Yeah, it's another great theory about her being a sort of dream come to life. There's the stuff about the nutcracker and the link to the name Clara, plus absolutely everything you said. It's a good point that in each case she dreams a life "better" than the one she has in reality - and she's so powerful that she manages to create that life for herself. Moff's been interested in this for a while...see the quote from The Time of Angels..."What if we had ideas that could think for themselves? What if one day our dreams no longer needed us? When these things occur and are held to be true, the time will be upon us"

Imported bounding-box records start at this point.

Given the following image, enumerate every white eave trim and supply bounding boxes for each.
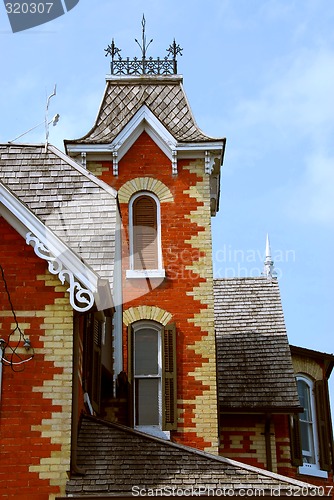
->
[0,182,113,310]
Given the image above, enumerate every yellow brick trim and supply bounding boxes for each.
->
[87,162,109,177]
[118,177,174,203]
[292,355,322,380]
[182,160,218,455]
[123,306,172,326]
[29,273,73,500]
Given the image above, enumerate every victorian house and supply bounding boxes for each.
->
[0,19,334,500]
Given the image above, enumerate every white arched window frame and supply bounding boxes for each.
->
[126,191,165,278]
[296,374,328,478]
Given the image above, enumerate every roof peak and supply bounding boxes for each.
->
[263,233,276,278]
[104,14,183,75]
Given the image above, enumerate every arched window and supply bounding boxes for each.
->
[297,377,316,464]
[128,321,177,435]
[127,191,164,277]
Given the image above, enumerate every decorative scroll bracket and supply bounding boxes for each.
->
[26,233,94,312]
[112,151,118,177]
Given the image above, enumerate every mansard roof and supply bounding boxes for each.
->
[64,75,225,145]
[66,416,314,498]
[0,144,117,307]
[214,277,300,412]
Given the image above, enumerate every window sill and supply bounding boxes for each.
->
[298,464,328,478]
[125,269,166,279]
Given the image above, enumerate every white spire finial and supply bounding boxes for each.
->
[263,233,276,278]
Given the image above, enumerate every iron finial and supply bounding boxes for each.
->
[104,14,183,75]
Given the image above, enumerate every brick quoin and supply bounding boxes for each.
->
[0,217,64,500]
[88,132,215,449]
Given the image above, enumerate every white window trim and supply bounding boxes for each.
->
[296,375,328,478]
[125,191,166,278]
[133,321,170,439]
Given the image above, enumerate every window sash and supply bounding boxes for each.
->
[129,191,163,271]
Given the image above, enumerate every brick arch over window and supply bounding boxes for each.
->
[118,177,174,203]
[123,306,172,326]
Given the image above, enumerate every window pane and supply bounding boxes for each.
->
[135,378,160,425]
[135,328,159,375]
[298,380,312,422]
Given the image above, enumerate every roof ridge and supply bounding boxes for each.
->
[82,415,309,487]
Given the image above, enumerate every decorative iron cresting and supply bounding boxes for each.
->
[104,15,183,75]
[26,233,94,312]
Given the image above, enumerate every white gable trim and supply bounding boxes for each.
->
[0,183,113,311]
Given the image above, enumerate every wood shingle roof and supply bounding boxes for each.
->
[66,416,316,497]
[214,277,300,412]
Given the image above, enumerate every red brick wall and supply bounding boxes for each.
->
[0,217,70,500]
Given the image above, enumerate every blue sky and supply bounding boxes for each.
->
[0,0,334,406]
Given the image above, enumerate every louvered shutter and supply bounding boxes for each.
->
[128,325,134,427]
[289,414,303,467]
[132,196,158,269]
[314,380,332,471]
[92,318,102,413]
[161,323,177,431]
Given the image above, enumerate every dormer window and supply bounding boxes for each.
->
[126,191,165,278]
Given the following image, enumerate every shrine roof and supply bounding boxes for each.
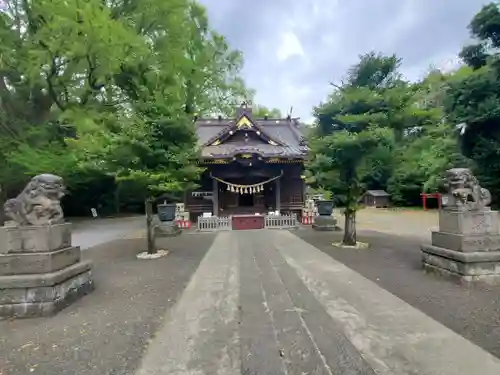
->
[196,112,308,158]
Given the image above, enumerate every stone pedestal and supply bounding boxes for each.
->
[422,209,500,284]
[153,221,182,238]
[312,215,337,232]
[0,223,93,318]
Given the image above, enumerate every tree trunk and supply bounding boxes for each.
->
[0,186,6,227]
[114,182,122,215]
[146,198,156,254]
[342,210,356,246]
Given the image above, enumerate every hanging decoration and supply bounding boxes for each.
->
[210,171,283,194]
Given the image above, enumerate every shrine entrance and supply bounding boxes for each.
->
[238,194,255,207]
[217,170,282,215]
[185,103,308,223]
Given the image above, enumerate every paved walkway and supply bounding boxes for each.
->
[137,230,500,375]
[72,216,146,250]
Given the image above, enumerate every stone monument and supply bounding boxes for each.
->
[0,174,93,317]
[312,201,337,231]
[153,203,182,238]
[421,168,500,284]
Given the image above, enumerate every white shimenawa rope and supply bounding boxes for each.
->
[210,171,283,194]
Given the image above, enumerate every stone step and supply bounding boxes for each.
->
[431,232,500,253]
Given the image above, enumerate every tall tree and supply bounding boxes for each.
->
[445,3,500,204]
[307,128,392,246]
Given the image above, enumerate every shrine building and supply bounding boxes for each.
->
[185,104,308,221]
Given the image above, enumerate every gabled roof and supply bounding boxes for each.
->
[203,112,285,146]
[365,190,390,197]
[196,108,308,158]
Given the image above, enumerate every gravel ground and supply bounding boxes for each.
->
[294,229,500,358]
[0,234,214,375]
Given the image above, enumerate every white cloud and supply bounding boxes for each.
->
[276,31,304,62]
[201,0,484,119]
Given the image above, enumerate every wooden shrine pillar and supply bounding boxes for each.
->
[212,178,219,216]
[275,178,281,211]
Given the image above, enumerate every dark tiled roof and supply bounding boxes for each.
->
[196,118,308,158]
[366,190,390,197]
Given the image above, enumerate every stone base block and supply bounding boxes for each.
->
[439,209,499,235]
[421,245,500,281]
[0,261,94,318]
[312,215,337,231]
[424,263,500,286]
[0,247,81,276]
[431,232,500,253]
[0,223,71,254]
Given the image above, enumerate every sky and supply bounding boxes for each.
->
[201,0,489,122]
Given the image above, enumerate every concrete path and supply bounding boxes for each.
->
[137,230,500,375]
[72,216,146,250]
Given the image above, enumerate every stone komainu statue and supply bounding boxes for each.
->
[4,174,65,226]
[443,168,491,211]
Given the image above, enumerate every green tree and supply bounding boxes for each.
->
[306,128,392,245]
[252,105,283,118]
[445,3,500,204]
[0,0,253,220]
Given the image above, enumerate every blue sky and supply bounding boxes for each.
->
[197,0,488,122]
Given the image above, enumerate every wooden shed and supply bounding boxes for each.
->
[363,190,391,208]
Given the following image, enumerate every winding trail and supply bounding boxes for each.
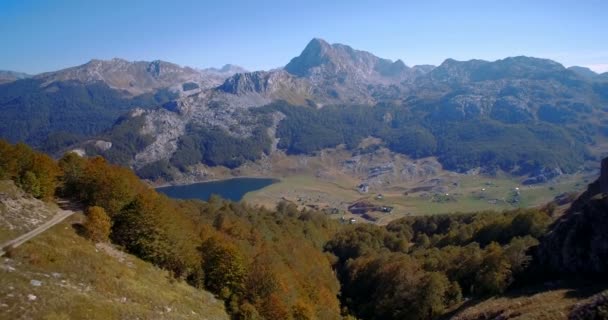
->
[0,202,74,257]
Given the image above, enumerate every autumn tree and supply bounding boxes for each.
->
[200,237,246,298]
[84,207,112,242]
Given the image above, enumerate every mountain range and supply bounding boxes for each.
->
[0,39,608,180]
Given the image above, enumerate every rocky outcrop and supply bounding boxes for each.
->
[534,158,608,277]
[35,58,239,95]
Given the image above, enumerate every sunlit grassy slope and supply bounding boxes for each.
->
[244,173,589,224]
[0,214,228,320]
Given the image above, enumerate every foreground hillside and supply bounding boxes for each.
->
[0,142,608,320]
[0,214,229,320]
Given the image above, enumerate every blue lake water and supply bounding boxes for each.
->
[156,178,277,201]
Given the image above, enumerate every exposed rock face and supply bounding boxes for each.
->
[35,58,244,95]
[285,39,422,103]
[535,158,608,277]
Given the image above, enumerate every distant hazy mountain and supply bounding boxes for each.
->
[568,66,599,79]
[0,70,31,84]
[35,58,244,95]
[0,39,608,181]
[0,59,244,151]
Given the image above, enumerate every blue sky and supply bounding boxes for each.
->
[0,0,608,73]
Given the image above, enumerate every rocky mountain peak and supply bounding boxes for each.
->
[285,38,409,83]
[0,70,31,84]
[568,66,599,79]
[598,157,608,193]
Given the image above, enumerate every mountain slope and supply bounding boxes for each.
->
[35,58,244,96]
[0,70,31,84]
[535,158,608,277]
[75,39,608,181]
[0,59,244,152]
[0,214,229,320]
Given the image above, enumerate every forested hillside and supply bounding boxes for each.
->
[0,142,605,319]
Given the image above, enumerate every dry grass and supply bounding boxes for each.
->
[446,285,605,320]
[0,214,228,319]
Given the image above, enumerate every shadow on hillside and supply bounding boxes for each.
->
[57,199,85,212]
[72,222,87,238]
[440,280,608,319]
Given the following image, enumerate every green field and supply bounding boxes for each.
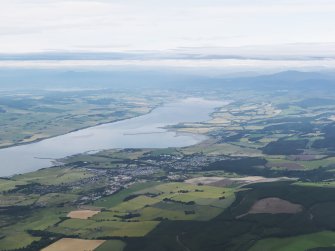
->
[94,240,126,251]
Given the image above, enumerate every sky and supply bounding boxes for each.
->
[0,0,335,53]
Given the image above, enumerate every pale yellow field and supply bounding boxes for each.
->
[67,210,100,220]
[42,238,105,251]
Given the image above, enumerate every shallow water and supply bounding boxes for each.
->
[0,98,224,177]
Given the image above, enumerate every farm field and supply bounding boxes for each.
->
[42,238,105,251]
[0,73,335,251]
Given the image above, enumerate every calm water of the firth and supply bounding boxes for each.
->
[0,98,224,177]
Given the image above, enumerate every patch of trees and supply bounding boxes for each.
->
[312,123,335,150]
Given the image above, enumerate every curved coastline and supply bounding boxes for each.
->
[0,98,226,177]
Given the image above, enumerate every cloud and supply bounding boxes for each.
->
[0,0,335,52]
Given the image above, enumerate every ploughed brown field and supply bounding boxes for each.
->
[42,238,105,251]
[67,210,100,220]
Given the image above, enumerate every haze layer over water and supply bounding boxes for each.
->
[0,98,225,177]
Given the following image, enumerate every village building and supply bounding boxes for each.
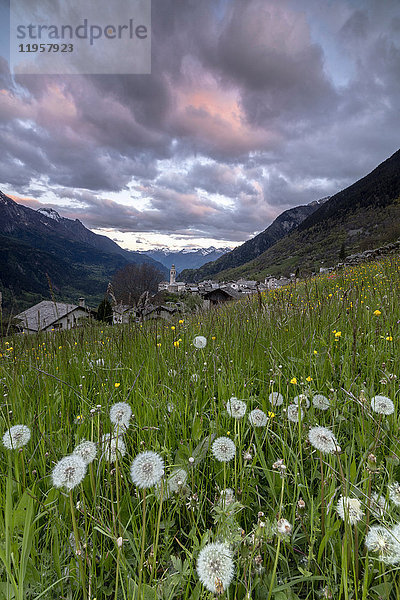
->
[112,304,135,325]
[15,298,93,333]
[158,265,186,294]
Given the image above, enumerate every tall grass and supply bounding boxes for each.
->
[0,259,400,600]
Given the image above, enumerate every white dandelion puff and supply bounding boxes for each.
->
[72,440,97,465]
[268,392,283,406]
[312,394,331,410]
[293,394,310,408]
[286,404,304,423]
[249,408,268,427]
[226,396,247,419]
[197,543,234,594]
[308,427,339,454]
[51,454,86,492]
[193,335,207,348]
[336,496,364,525]
[3,425,31,450]
[388,481,400,506]
[101,433,126,463]
[131,450,164,489]
[371,396,394,415]
[211,437,236,462]
[365,525,400,565]
[276,519,292,535]
[110,402,132,428]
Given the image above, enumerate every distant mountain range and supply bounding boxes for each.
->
[142,246,232,273]
[180,196,329,282]
[0,192,168,308]
[181,150,400,281]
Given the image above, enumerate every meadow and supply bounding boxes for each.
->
[0,257,400,600]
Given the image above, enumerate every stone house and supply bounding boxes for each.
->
[14,298,93,333]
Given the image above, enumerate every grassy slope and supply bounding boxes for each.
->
[209,151,400,280]
[0,255,400,600]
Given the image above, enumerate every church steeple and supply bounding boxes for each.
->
[169,265,176,285]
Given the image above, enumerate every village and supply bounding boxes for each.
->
[10,265,295,334]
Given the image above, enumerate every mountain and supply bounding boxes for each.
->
[208,150,400,280]
[0,192,168,308]
[142,246,232,273]
[179,197,329,282]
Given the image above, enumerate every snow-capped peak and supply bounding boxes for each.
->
[37,207,62,223]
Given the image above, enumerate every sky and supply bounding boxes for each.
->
[0,0,400,250]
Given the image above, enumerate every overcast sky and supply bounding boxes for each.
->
[0,0,400,250]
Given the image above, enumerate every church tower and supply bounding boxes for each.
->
[169,265,176,285]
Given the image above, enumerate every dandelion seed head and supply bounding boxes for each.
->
[371,396,394,415]
[268,392,283,406]
[110,402,132,428]
[193,335,207,348]
[211,437,236,462]
[293,394,310,408]
[3,425,31,450]
[312,394,331,410]
[249,408,268,427]
[51,454,86,492]
[226,396,247,419]
[336,496,364,525]
[197,543,234,594]
[286,404,304,423]
[131,450,164,489]
[308,427,338,454]
[72,440,97,465]
[167,469,188,494]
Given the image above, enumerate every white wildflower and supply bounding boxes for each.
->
[312,394,331,410]
[308,427,338,454]
[226,396,247,419]
[3,425,31,450]
[131,450,164,489]
[51,454,86,492]
[371,396,394,415]
[193,335,207,348]
[365,525,400,565]
[197,543,234,594]
[211,437,236,462]
[276,519,292,535]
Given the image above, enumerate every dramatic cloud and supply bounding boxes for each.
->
[0,0,400,247]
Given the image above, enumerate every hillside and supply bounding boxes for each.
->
[0,192,167,310]
[209,151,400,280]
[179,198,326,282]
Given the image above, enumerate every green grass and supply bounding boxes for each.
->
[0,259,400,600]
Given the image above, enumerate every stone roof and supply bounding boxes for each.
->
[15,300,87,331]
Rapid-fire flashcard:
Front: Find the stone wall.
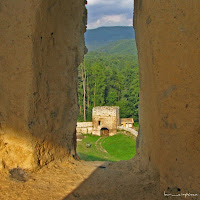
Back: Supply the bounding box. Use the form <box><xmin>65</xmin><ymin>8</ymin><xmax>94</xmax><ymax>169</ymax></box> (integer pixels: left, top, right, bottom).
<box><xmin>0</xmin><ymin>0</ymin><xmax>87</xmax><ymax>169</ymax></box>
<box><xmin>134</xmin><ymin>0</ymin><xmax>200</xmax><ymax>194</ymax></box>
<box><xmin>76</xmin><ymin>122</ymin><xmax>92</xmax><ymax>135</ymax></box>
<box><xmin>92</xmin><ymin>106</ymin><xmax>120</xmax><ymax>136</ymax></box>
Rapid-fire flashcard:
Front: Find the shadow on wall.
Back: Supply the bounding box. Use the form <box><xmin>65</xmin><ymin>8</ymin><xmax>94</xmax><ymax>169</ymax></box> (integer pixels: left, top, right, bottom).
<box><xmin>0</xmin><ymin>0</ymin><xmax>85</xmax><ymax>169</ymax></box>
<box><xmin>63</xmin><ymin>158</ymin><xmax>163</xmax><ymax>200</ymax></box>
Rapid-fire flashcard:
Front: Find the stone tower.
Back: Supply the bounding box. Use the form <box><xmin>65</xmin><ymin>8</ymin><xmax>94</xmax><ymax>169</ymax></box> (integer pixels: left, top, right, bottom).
<box><xmin>92</xmin><ymin>106</ymin><xmax>120</xmax><ymax>136</ymax></box>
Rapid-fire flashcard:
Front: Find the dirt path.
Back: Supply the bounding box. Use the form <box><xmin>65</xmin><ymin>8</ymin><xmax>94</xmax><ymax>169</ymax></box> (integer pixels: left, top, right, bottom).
<box><xmin>0</xmin><ymin>156</ymin><xmax>160</xmax><ymax>200</ymax></box>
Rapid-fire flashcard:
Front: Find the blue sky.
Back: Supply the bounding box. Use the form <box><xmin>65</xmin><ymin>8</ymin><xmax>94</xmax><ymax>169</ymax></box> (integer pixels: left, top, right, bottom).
<box><xmin>87</xmin><ymin>0</ymin><xmax>133</xmax><ymax>29</ymax></box>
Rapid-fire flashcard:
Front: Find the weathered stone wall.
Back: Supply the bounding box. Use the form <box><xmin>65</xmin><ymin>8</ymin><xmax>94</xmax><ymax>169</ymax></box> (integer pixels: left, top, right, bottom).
<box><xmin>92</xmin><ymin>106</ymin><xmax>119</xmax><ymax>135</ymax></box>
<box><xmin>134</xmin><ymin>0</ymin><xmax>200</xmax><ymax>193</ymax></box>
<box><xmin>76</xmin><ymin>122</ymin><xmax>92</xmax><ymax>135</ymax></box>
<box><xmin>0</xmin><ymin>0</ymin><xmax>86</xmax><ymax>169</ymax></box>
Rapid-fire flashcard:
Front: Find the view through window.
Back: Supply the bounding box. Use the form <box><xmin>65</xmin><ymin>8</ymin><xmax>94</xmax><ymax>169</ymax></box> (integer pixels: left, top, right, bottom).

The question for me though, like you, is - what is she that she can create such dreams? Take the Nutcracker - while I don't think Moffat is modelling Clara's story on it, mythically its themes are similar. Clara is an ordinary little girl, but she dreams a magical world where - after various challenges - she is ultimately crowned as its ruler along with the Prince. She wakes from the dream but evidence of it is still there (her crown) and she chooses to go back to sleep. in the book the Nutcracker is based on, the girl (Marie) wakes from her dream to find that reality reflects it in some ways - and she ultimately returns to the magical land at the very end. So in both cases there's this idea of dreaming a world alive, waking up from it into reality, but then returning again to the dream forever. I wonder if we'll see that same arc playing out here. It's Clara's "awakening" to herself that will surely provide the series finale.

Very probably she will be the one to disentangle the Doctor from all the circumstances and history that have grown up around him
Good point...and see what she does in her very first episode. She effectively wipes away the legacy of the Time War by making the Daleks forget. There's that baggage gone.